The discovery of a natural anti-inflammatory agent in extra virgin olive oil offers a reliable biochemical insight into the well-documented but puzzling health benefits of a Mediterranean diet, which appears to lower the risk of cancer, heart ailments and some chronic diseases even though it is high in fat and salt.

In the kitchen of Chez Panisse in Berkeley, where chefs drizzle, dip and splash $10,000 worth of Tuscan extra virgin olive oil every month, and the chic corporate corridors of Gourmet in New York, this newest finding about the pharmacology of food prompted bemused looks, skepticism and more than one deeply satisfied smile.

"It is always reassuring to hear that something so good has a health benefit," said cafe chef Russell Moore at Chez Panisse. "But it does seem strange that there would be whole cultures of people eating an anti-inflammatory all the time."

However, only the freshest -- and usually most expensive -- olive oil has significant amounts of the pungent compound, called oleocanthal, the researchers said. Aging and cooking destroy it.

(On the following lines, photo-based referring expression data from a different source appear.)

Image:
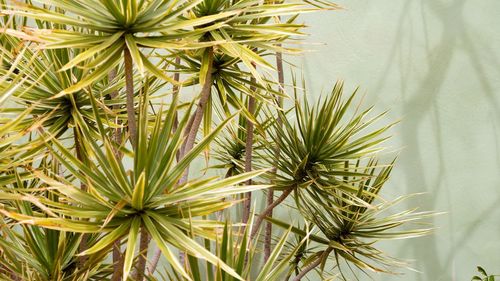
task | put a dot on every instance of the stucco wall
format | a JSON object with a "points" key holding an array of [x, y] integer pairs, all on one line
{"points": [[436, 65]]}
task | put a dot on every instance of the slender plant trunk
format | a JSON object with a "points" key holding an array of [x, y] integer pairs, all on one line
{"points": [[132, 127], [270, 194], [249, 151], [175, 90], [117, 138], [80, 156], [198, 115], [268, 210], [195, 124], [312, 265], [129, 85], [143, 255], [248, 158]]}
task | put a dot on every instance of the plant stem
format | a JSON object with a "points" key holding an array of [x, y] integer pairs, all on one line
{"points": [[129, 85], [270, 194], [248, 158], [143, 255], [195, 124], [116, 137], [79, 155], [312, 265], [268, 210], [132, 127], [175, 90], [198, 116]]}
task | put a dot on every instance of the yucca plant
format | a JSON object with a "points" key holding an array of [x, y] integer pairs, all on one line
{"points": [[107, 108]]}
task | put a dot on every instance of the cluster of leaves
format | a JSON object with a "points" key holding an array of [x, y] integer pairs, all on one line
{"points": [[86, 190], [483, 275]]}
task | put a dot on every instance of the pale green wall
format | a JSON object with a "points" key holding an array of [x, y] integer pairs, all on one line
{"points": [[436, 64]]}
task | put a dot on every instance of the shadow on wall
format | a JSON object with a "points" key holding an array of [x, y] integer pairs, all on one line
{"points": [[454, 37]]}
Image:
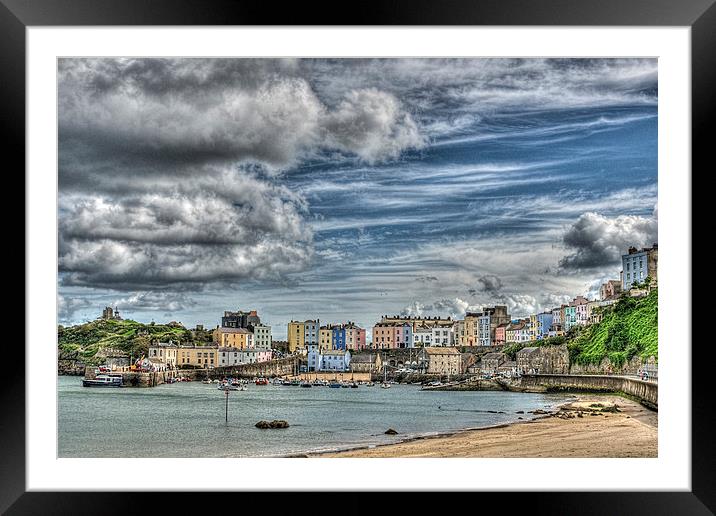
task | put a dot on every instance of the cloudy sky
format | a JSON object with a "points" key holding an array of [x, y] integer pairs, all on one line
{"points": [[345, 189]]}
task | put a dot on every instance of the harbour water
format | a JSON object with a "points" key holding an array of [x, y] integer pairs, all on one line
{"points": [[188, 419]]}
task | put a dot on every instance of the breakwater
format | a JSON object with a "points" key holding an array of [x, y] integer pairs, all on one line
{"points": [[646, 392]]}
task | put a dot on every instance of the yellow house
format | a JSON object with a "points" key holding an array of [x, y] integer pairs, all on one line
{"points": [[296, 335], [325, 336], [163, 353], [534, 327], [233, 338], [202, 356], [466, 330]]}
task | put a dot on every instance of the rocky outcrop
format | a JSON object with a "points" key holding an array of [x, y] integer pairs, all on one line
{"points": [[276, 423]]}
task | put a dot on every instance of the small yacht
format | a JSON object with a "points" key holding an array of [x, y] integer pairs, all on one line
{"points": [[103, 380]]}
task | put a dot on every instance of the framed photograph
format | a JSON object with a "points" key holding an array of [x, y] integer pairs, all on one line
{"points": [[289, 251]]}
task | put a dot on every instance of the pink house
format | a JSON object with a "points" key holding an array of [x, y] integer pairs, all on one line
{"points": [[355, 337], [500, 337], [384, 336]]}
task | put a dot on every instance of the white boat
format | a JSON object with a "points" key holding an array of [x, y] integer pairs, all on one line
{"points": [[103, 380], [229, 387]]}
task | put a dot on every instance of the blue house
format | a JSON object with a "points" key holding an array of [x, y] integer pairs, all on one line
{"points": [[544, 321]]}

The irritating intensity of the taste of a fresh extra virgin olive oil turned out to be directly related to how much oleocanthal the oil contained.

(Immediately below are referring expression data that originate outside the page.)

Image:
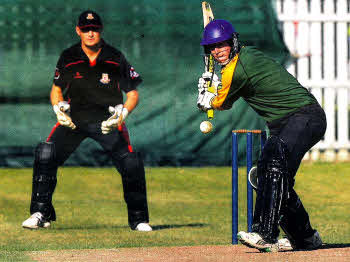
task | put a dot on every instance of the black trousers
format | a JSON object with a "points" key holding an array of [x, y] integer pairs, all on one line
{"points": [[117, 145], [300, 131]]}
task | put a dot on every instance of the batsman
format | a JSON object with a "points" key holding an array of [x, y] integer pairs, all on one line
{"points": [[87, 97], [295, 120]]}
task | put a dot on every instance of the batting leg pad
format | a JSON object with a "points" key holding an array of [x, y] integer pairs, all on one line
{"points": [[44, 180], [272, 191], [134, 185], [296, 224]]}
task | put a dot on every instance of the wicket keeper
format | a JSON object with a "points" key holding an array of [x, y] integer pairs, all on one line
{"points": [[87, 98], [295, 120]]}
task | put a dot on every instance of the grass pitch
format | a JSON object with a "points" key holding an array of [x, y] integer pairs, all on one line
{"points": [[187, 206]]}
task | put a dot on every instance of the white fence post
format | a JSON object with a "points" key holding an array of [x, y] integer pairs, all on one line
{"points": [[342, 96], [316, 58], [318, 39]]}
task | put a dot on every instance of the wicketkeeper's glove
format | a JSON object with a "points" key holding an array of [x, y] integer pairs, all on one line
{"points": [[62, 113], [119, 114]]}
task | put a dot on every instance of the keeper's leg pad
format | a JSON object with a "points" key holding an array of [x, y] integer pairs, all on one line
{"points": [[273, 189], [132, 171], [44, 180]]}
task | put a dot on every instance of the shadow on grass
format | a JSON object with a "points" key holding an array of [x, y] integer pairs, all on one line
{"points": [[337, 245], [79, 227], [154, 227], [162, 227]]}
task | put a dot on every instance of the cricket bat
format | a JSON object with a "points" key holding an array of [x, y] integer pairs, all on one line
{"points": [[208, 59]]}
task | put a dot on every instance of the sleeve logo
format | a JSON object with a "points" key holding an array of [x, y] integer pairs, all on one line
{"points": [[105, 78], [133, 73]]}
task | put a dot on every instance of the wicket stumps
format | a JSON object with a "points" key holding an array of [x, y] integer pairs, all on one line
{"points": [[249, 163]]}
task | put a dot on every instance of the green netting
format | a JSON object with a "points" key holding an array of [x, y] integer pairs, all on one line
{"points": [[161, 40]]}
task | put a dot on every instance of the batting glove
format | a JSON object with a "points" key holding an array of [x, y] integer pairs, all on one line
{"points": [[62, 112], [119, 114], [205, 78], [204, 100]]}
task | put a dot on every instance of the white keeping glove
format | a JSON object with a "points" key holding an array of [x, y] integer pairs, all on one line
{"points": [[119, 114], [62, 113]]}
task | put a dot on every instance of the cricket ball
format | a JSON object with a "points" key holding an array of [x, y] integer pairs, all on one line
{"points": [[206, 127]]}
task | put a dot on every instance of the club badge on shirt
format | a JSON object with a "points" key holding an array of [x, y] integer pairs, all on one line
{"points": [[133, 73], [57, 74], [105, 78]]}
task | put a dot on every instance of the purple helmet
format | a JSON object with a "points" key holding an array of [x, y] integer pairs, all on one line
{"points": [[217, 31]]}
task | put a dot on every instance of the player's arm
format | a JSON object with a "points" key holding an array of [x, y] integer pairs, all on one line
{"points": [[132, 99], [61, 107], [56, 95], [120, 112]]}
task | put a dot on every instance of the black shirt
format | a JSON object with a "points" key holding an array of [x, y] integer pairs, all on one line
{"points": [[90, 87]]}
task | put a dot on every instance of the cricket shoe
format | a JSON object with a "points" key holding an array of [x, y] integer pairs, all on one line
{"points": [[36, 221], [284, 244], [144, 227], [254, 240]]}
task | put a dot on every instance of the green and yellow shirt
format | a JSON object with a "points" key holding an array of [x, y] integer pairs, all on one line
{"points": [[263, 83]]}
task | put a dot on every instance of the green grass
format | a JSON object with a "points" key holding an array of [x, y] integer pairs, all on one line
{"points": [[188, 206]]}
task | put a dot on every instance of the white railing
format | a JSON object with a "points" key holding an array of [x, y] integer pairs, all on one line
{"points": [[317, 34]]}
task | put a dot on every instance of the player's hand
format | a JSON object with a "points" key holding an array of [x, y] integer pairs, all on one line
{"points": [[119, 114], [62, 113], [204, 100], [205, 78]]}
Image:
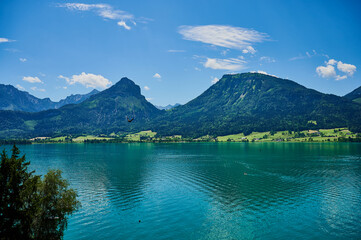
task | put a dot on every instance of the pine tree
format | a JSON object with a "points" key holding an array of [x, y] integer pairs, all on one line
{"points": [[32, 208]]}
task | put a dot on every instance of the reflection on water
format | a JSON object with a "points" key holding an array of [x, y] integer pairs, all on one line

The highest levels are found in the olives grown in Tuscany and the lowest in many California olive groves.

As gourmet estate oils have become a connoisseur's collectible in recent years, however, some Northern California growers have established groves of Italian olive trees that appear to yield high amounts of oleocanthal in their oil, the researchers said.

According to the research, oleocanthal inhibits the activity of cyclooxygenase enzymes, the same anti-inflammatory effect of ibuprofen.

Inflammation is believed to underpin a variety of chronic diseases, the researchers said.

"When we checked the pharmacology, it was identical to ibuprofen," said Monell researcher Paul Breslin, an expert in the psycho-physics of food who helped lead a team of scientists that spent two years investigating this chemical property of olive oil. The Monell center is an independent nonprofit research institute and the study was conducted without financial support from the food industry, importers or olive growers.

"It seems plausible," Breslin said, "that oleocanthal plays a causal role in the health benefits associated with diets where olive oil is the principle source of fat."

In the hothouse of health-food claims, in which coffee is promoted as America's number one source of antioxidants and people are urged to crack walnuts just for the omega-3 fatty acids inside, the medical side effects of food can be a marketing ploy.

"I find the whole notion of the pharmacology of food suspect," cautioned Gourmet editor Ruth Reichl. "If you research stuff long enough, you will find some benefit in anything. There are many, many bad food fads and we are still in a fairly primitive science stage with this."

Even so, she said, people have been cultivating olives for thousands of years. "I do believe that ancient peoples were smarter about the medical benefits of plants than we are. It makes sense to me that they would find something like this about olive oil."

Breslin and his colleagues calculated that a daily dose of 50 grams of extra virgin olive oil was equivalent to about 10% of the recommended adult dose of ibuprofen for pain relief.

Author Calvin Trillin, considered one of the first champions of American regional cuisine, said, "There may be a problem if you figure you can cure your headache with a plate of pasta with olive oil.... It may only be a matter of time before there is extra virgin Advil and first pressing Motrin."